In all fairness, it wasn’t surprising that the professional arena was a place where Mousey felt the shackles of his runt status more keenly than ever. His introduction to European Tour spectatordom had hardly been dignified. During our first pro tournament, the 1990 PGA Championship, five of us had cut across Wentworth’s deserted east course in an attempt to bypass the crowds and sneak a seat by the eighth green on the west course, where the nub of the tournament action was taking place. ‘Last one to the green is Steve Rider’s bastard love child!’ Mousey had cried, and streaked off up the fairway – at which point, obviously, the remainder of us had stopped dead in our tracks and watched, waiting to see precisely how long it would take him to realize he was on his own. He had
progressed
about seventy yards when the lower half of his body abruptly disappeared from view.

It took only two of us to pull him out of the swamp in the end, and he claimed that the leeches on his leg didn’t hurt all that much, but his day’s misfortune wasn’t quite over. Two hours later, on another illusory short cut through Wentworth’s scrubland, we encountered a brook: not a particularly wide brook, but nevertheless the kind of brook that demands you to engage your brain before you hurdle it. In theory, Mousey’s idea of lobbing his bag over the water first as a precaution had been sensible enough, but the throw itself was pitiful, executed with the level of brute force one of the railway children might have summoned in an encounter with an abnormally persistent feather. Mousey had watched, open-mouthed, as the bag rolled and bumped its way down the far bank in comic slow motion, before finally plunging into the water with an emphatic ‘plop’. The rest of us, true friends that we were, waved goodbye sarcastically as rucksack and current became one and began to meander their way in the rough direction of Heathrow. We knew the rucksack didn’t contain Mousey’s house keys or wallet, since Mousey kept all his valuables tight to his waist in a bum bag.

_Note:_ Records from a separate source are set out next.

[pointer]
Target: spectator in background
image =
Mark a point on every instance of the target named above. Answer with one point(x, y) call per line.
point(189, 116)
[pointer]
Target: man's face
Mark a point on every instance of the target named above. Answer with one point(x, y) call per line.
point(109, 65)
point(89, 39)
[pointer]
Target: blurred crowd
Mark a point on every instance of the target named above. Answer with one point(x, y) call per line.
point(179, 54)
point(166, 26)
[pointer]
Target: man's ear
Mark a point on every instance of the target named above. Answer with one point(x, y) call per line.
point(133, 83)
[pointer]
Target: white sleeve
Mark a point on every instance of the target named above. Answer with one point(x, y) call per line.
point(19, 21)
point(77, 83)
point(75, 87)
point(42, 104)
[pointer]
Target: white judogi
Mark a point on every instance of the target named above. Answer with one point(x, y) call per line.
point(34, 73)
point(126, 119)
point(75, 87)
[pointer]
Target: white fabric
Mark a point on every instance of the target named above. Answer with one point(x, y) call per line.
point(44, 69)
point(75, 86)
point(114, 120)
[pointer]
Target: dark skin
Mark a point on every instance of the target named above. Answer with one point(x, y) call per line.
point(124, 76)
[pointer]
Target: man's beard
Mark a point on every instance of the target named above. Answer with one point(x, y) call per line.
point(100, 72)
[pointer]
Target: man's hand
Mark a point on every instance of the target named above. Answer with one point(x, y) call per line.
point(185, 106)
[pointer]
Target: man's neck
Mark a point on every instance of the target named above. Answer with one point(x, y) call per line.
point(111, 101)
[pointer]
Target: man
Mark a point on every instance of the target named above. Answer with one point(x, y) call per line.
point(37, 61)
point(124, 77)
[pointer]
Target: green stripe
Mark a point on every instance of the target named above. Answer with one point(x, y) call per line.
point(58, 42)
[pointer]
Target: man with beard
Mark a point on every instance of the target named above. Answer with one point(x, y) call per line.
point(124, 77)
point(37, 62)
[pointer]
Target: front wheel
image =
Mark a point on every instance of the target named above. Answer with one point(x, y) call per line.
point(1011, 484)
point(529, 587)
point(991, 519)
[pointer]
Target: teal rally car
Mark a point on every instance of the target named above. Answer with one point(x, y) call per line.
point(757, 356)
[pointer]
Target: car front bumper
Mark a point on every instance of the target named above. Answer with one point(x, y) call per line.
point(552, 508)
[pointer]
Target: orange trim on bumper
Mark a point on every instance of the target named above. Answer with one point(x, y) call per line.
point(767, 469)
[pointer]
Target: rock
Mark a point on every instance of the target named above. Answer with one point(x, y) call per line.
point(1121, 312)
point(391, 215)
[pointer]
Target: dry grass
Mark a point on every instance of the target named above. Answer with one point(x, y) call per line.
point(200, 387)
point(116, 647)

It did, however, contain the sun visor that Mousey had gone to great lengths to get Seve Ballesteros to autograph earlier in the day.

I couldn’t help feeling some of Mousey’s pain, in this instance. I’d been with him – and several other over-eager teenagers – earlier, behind the eighteenth green, waiting for Seve to emerge from the scorer’s hut, and I’d seen how my friend’s behind-the-ropes bravado had mutated into unsophisticated awe upon being plonked within a five-yard range of a bona fide legend. No sooner had we seen the flash of Seve’s Slazenger logo in the morning sun than we were on him, Mousey leading the chase.

‘Seveseveseveseveseve! Pleaseseveseveseve! Pleaseseve pleaseseve pleaseseve pleaseseve pleaseseve!’

You had to give the Spaniard credit. For a man with sixteen rabid adolescents hanging off his back, he made an impressive attempt at walking in a straight line. Baseball caps, pens, giraffe-shaped headcovers, visors and tournament programmes were thrust towards every one of his orifices. He moved quickly but signed neatly, in his own capsule of calm. I now realized where he developed the composure to hole all those pressure putts.